Your comments: Crime and blogging from Saudi
I'm getting a late start with my liveblogging tonight in our discussion about crime. It's a problem all around the world. We've talked about knife crime in the UK, and tonight, we talked about crime in South Africa, the US and Jamaica.
South Africans have protested after a government minister said those who 'whinge' about rapes and murder should emigrate.
And we closed out the programme talking to women who blog in Saudi Arabia.
I'm going to try to focus on your text messages and e-mails that have come in during the programme. We've got a lot of e-mails. Crime hit home for a lot of people.

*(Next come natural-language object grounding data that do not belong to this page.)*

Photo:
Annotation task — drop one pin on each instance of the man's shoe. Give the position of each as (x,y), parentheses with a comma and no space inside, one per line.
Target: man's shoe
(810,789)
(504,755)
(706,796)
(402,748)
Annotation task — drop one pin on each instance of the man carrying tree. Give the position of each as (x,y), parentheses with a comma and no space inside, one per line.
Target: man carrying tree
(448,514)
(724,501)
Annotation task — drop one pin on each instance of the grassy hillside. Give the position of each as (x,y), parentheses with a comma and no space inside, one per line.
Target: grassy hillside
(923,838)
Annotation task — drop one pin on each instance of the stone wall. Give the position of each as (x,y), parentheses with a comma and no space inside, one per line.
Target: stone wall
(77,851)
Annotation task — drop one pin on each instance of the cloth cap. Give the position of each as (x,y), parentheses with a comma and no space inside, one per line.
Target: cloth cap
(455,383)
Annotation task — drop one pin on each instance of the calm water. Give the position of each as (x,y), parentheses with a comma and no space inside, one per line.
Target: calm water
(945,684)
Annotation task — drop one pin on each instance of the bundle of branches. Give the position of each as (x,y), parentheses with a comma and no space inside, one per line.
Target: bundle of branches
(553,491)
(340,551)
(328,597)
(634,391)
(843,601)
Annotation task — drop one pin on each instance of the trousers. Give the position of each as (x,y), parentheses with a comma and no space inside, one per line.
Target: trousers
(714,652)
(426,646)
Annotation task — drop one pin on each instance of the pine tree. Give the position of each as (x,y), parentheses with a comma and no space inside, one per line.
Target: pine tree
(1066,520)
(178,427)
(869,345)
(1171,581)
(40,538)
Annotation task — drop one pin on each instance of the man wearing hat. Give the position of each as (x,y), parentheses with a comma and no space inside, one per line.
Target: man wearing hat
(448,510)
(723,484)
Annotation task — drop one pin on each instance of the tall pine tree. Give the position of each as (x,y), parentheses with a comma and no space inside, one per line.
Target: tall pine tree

Duane in Michigan in the US sent us this e-mail:
While interviewing a policeman from New Orleans, a woman commented that police would show to her home after he'd reported illegal activity in the neighborhood. This is a common practice among police agencies, in detroit, mi, usa...rather than go to where a problem has been reported, officers will come to the home of the person reporting a problem, exposing the citizen to retaliation from criminals. Police know where drug dealers are, but prefer to take no effective action.
Laura James sent us this e-mail about neighbourhood watch programmes:
Neighborhood Watch Groups are neighborhood volunteers organized to patrol neighborhoods - as a presence and watchful eye. Usually the volunteers patrol in pairs with cell phones and flashlights. They watch for unusual activity and report it to the police. Police work with these neighbors to help them to know how to react to a variety of situations. Signs are posted are around neighborhood to let criminals know that people care and are watching. It's one solution that helps to fight crime.
Alex in Russia had this view: "I have been long coming to the conclusion that the hi crime rate is deliberately maintained by the governmental law enforcement agencies."
The reason is pretty simple and obvious --- frightened and unhappy people who constantly worry for their lives, who live in fear of being attacked or robbed or whatever are much easier to control. If the government really wanted to rid the country of crime they would do it within 48 hours. It may sound somewhat crazy but in a way criminals work for the government. it all boils down to the question of control of ordinary people by the elite and the crime plays a part in this system, thats why they keep it goin. That is my strong opinion , at least about this cuntry.
Texts from Africa
Every night we have many more texts than we could possibly read out. Here just a few of the many texts that you sent us. We got this text message from Michael:
The only way to cut down on crime is by having advanced tracking and communication systems like the western world. The manual operations are innefective.
Weaver Mumba sent us this text message from Lusaka,Zambia.
Crime in South African cities is quiet high. Some of our own Zambians who go to do business in that country have ended up being killed.We hope the authorities in that country will do their best to curb this vice especially as the prepare to host the next world cup.
Banda from Nairobi sent us this text:
Community is one way of dealing wth crime since those involved are also part of community & they are always known to somebody in community. Is guardian angels part of community policing?
Nicholas in Uganda sent us this text message:
Dear BBC! As long as there is a great disparity in property relations between the rich and the poor within the same community, coupled with uncontrolled small arms flow, crime rate will grow.